Volunteer.  These are data sets on volunteers from Red Hook and Rockaways. This group reviewed the data collected, collection process, and its use to design a more effective volunteer skills matching and site placement/scheduling system.

Donations and Receipts. An apparent goal would be to compare dollar-for-dollar responsibility and effectiveness of OccupySandy financial and in-kind donations to other networks, but the data appears too incomplete. We have data on donations coming from parts of NJ and receipts coming from parts of NY. This group is attempting to collect complementary datasets for analysis.

Locations & Logistics. There are data sets from across the city on locations that were used for a variety of relief work. This group is working on merging the data sets that were used by the OccupySandy network, assess the data model used, and design a more effective location decision support and logistics system for grassroots disaster response that also supports better day-to-day action/resource sharing. For now, the plan is to import the consolidated locations data into Sahana – an information management system for disaster relief.

But there’s even more data! Reflecting upon the data sets collected from OccupySandy, it is interesting to see that we neglected to mention the media content produced: hundreds of videos on youtube, thousands of tweets, or the countless DIY wayfinding signs. Certainly these are data sets that we can revisit and work on during the hackathon.

The Challenges. Some of the challenges we identified on Saturday includes the following: To look for ways data sets can be related and thereby sites better interfaced to strengthen mutual aid and disaster relief.
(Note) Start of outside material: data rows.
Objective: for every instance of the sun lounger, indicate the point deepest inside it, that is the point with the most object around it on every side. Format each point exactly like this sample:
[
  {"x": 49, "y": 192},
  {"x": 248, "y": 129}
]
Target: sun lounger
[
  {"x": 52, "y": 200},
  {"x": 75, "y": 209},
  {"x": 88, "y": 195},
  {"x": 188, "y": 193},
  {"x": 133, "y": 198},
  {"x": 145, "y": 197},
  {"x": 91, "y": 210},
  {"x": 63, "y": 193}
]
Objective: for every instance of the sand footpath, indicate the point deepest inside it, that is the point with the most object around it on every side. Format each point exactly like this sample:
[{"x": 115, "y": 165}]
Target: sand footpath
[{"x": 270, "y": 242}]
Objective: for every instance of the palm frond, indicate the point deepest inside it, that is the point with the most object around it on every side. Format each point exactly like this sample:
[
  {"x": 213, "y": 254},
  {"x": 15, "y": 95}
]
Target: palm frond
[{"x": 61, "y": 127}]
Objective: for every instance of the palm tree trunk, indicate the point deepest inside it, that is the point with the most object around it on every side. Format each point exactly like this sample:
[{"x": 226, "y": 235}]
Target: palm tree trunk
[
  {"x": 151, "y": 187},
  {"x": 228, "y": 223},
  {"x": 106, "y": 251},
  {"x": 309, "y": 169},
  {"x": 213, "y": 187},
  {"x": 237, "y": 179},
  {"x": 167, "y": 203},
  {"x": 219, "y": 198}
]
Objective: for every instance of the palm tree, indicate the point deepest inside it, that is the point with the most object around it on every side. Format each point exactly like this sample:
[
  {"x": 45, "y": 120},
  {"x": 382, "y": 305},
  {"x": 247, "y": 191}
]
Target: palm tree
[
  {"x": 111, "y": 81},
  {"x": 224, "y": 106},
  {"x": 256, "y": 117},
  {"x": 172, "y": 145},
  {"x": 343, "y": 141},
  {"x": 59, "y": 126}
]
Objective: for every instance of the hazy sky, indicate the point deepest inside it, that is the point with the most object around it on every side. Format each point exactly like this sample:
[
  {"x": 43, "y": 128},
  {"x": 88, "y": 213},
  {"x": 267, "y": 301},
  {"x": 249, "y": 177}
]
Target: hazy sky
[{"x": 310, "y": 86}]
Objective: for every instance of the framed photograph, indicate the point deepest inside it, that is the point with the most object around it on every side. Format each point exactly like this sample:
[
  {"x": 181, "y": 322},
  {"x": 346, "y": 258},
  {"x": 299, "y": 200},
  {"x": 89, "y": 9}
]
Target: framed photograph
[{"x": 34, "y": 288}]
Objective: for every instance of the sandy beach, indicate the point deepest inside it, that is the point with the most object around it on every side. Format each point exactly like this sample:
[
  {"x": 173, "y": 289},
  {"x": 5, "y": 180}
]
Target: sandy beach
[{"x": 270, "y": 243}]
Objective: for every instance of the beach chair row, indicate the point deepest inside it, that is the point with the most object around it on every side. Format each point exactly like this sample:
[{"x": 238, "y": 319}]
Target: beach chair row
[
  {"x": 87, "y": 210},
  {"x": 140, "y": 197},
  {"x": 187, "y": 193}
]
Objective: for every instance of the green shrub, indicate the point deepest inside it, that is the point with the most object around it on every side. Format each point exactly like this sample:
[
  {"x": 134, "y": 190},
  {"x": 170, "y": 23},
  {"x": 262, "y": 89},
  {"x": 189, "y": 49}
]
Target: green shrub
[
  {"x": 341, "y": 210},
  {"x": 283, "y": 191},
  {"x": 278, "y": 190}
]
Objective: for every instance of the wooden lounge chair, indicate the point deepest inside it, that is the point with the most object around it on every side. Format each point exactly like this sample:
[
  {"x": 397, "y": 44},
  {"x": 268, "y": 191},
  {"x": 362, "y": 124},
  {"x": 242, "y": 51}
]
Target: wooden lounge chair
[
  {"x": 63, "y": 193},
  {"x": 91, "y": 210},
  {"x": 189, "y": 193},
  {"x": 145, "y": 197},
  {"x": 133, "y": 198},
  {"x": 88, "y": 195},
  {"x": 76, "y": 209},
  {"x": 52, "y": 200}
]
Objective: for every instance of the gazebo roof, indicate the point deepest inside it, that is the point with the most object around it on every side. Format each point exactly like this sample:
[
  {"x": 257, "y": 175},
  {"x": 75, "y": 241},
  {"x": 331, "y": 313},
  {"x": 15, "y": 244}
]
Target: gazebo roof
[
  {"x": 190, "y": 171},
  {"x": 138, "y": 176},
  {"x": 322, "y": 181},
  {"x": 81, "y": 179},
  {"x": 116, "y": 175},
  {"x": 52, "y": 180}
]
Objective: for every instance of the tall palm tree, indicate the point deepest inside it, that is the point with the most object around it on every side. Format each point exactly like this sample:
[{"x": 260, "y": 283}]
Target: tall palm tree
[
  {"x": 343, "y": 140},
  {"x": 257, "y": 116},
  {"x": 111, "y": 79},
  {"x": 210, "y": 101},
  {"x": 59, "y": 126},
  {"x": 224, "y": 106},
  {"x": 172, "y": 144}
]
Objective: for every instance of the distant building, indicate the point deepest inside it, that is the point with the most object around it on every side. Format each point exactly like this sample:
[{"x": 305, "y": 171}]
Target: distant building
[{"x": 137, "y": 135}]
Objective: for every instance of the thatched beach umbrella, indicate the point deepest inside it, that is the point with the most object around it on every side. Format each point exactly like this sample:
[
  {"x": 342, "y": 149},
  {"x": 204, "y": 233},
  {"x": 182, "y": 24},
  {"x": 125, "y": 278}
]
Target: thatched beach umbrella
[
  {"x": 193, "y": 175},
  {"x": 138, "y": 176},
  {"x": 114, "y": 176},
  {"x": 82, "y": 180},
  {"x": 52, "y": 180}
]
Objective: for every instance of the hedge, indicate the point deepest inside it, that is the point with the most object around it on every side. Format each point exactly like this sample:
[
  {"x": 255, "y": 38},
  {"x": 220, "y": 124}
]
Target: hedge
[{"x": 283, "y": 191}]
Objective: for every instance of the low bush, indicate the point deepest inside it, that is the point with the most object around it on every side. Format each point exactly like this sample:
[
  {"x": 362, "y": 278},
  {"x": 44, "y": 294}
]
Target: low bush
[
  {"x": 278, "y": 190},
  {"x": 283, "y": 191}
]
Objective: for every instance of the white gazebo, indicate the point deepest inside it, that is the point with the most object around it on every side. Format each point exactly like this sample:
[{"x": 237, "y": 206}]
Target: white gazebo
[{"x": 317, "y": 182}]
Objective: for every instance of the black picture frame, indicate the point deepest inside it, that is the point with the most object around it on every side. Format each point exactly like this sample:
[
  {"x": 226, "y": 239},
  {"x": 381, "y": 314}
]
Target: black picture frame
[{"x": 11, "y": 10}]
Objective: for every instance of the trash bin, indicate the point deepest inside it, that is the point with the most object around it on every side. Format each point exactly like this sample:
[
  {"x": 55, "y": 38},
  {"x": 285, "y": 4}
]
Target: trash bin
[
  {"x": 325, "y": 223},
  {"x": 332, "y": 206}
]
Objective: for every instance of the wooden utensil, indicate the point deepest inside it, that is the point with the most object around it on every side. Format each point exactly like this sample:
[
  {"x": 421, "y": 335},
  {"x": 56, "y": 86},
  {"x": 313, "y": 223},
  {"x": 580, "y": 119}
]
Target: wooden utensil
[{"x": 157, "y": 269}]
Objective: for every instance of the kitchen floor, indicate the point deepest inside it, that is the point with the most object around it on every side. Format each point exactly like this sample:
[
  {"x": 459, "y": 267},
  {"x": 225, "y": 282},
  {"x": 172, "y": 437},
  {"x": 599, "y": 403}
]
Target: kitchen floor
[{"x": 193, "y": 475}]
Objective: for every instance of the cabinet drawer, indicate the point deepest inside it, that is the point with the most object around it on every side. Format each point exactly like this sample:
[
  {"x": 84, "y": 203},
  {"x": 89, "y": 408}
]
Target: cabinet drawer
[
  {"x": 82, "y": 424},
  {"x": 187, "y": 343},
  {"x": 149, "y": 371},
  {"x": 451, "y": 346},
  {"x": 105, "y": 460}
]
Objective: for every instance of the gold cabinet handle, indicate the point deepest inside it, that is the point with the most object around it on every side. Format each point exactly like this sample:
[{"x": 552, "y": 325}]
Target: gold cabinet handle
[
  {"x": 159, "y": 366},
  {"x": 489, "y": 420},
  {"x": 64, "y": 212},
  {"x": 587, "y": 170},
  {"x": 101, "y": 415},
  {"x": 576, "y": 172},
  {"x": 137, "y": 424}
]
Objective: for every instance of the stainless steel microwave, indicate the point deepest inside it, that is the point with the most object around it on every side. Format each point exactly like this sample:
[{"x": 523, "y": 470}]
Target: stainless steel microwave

To identify better ways to safeguard privacy on personal data, recognizing that the data practices even on volunteer, donation, and assessments can be rather relaxed when improvising solutions under extreme conditions. How best to safeguard privacy while recognizing that different “tiers” of access are needed (e.g., volunteers on the ground might need the specific address of a home without heat, but analysts can use more aggregated, deidentified data and still get interesting results).

As with former OccupyData hackathons, two thematic outcomes were expressed. One, to understand what happened by looking at the data and comparing it with the established response networks such as American Red Cross. Two, to make and keep the data actionable. While the clearest action agenda for OccupySandy data is to support future grassroots disaster relief networks, reviewing the data and the unique data practices of communities reveals opportunities to support and synchronize ongoing efforts.